According to the ECB, the Single Supervisory Mechanism can only be effective and consistent if there is a harmonised approach on rules and supervision across the euro zone. The ECB must ensure a level playing field among all banks (regardless of whether they qualify as significant or less significant), and it has a number of tools it can use to achieve this. These tools include issuing guidelines, regulations or general instructions to national supervisory authorities, and joining or leading on-site inspections of less significant institutions. The ECB can even take over the direct supervision of less significant institutions under certain circumstances.
According to the report, the ECB and the national supervisory authorities have made substantial progress in the promotion of a common supervisory approach, methodologies and toolkit. This has been done by developing a supervisory approach incorporating an institution-specific and a sectoral focus, as well as by adopting joint supervisory standards and common supervisory approaches.

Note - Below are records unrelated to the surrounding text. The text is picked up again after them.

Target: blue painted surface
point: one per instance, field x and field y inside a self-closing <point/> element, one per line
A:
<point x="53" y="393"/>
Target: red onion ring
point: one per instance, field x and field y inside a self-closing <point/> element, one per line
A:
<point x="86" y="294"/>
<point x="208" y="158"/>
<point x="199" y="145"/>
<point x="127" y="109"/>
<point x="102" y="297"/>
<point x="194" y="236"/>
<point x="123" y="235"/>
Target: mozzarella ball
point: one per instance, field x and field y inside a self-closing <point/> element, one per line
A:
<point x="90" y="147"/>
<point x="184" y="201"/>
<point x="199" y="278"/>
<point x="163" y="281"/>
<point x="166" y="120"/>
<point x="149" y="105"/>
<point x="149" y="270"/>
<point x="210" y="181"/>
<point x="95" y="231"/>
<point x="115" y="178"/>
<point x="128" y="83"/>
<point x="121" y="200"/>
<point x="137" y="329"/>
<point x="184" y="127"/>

The ECB and national supervisory authorities apply a proportionate approach to supervision and supervisory oversight. To this end, they have adopted a methodology that classifies less significant institutions as low, medium or high priority, based on their intrinsic level of risk and their potential impact on the domestic financial system. So far, the ECB and national supervisory authorities have only designated certain less significant institutions as ”high priority”.
The joint supervisory standards and common supervisory approaches, which are developed in close cooperation between the ECB and the national supervisory authorities, aim to contribute to consistently high supervisory standards. For example, joint supervisory standards and common supervisory approaches have been prepared for supervisory planning, recovery planning, and licensing of fintech credit institutions, ensuring consistency of outcomes within the euro zone. The joint supervisory standards and common supervisory approaches impact how national supervisory authorities supervise less significant institutions. Less significant institutions may also be impacted by the introduction of a joint supervisory standard for the SREP methodology (currently still a work in progress).
Even if a less significant institution is directly supervised by the DNB, it is important to be aware of the decisions and opinions of the ECB, as the report makes it clear that these decisions and opinions will most likely also impact the business of the less significant institution.